Return the list of performance metrics of the prediction.

Parameters:
  • y_true (array-like of shape (n_samples,) or (n_samples, n_outputs)) – True values for X.

  • y_pred (array-like of shape (n_samples,) or (n_samples, n_outputs)) – Predicted values for X.

  • list_metrics (list, default=("MSE", "MAE")) – You can get metrics from Permetrics library: https://github.com/thieu1995/permetrics

Returns:

results – The results of the list metrics

Return type:

dict

objective_function(solution=None)[source]

Evaluates the fitness function for regression metric

Parameters:

solution (np.ndarray, default=None) –

Returns:

result – The fitness value

Return type:

float

score(X, y, method='RMSE')[source]

Return the metric of the prediction.

Parameters:
  • X (array-like of shape (n_samples, n_features)) – Test samples. For some estimators this may be a precomputed kernel matrix or a list of generic objects instead with shape (n_samples, n_samples_fitted), where n_samples_fitted is the number of samples used in the fitting for the estimator.

  • y (array-like of shape (n_samples,) or (n_samples, n_outputs)) – True values for X.

  • method (str, default="RMSE") – You can get all metrics from Permetrics library: https://github.com/thieu1995/permetrics

Returns:

result – The result of selected metric

Return type:

float

scores(X, y, list_methods=('MSE', 'MAE'))[source]

Return the list of metrics of the prediction.

Parameters:
  • X (array-like of shape (n_samples, n_features)) – Test samples. For some estimators this may be a precomputed kernel matrix or a list of generic objects instead with shape (n_samples, n_samples_fitted), where n_samples_fitted is the number of samples used in the fitting for the estimator.

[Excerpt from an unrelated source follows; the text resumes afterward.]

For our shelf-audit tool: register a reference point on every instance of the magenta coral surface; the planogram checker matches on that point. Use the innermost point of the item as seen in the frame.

  • y (array-like of shape (n_samples,) or (n_samples, n_outputs)) – True values for X.

  • list_methods (list, default=("MSE", "MAE")) – You can get all metrics from Permetrics library: https://github.com/thieu1995/permetrics

Returns:

results – The results of the list metrics

Return type:

dict

set_fit_request(*, lb: bool | None | str = '$UNCHANGED$', obj_weights: bool | None | str = '$UNCHANGED$', save_population: bool | None | str = '$UNCHANGED$', ub: bool | None | str = '$UNCHANGED$') MhaMlpRegressor

Request metadata passed to the fit method.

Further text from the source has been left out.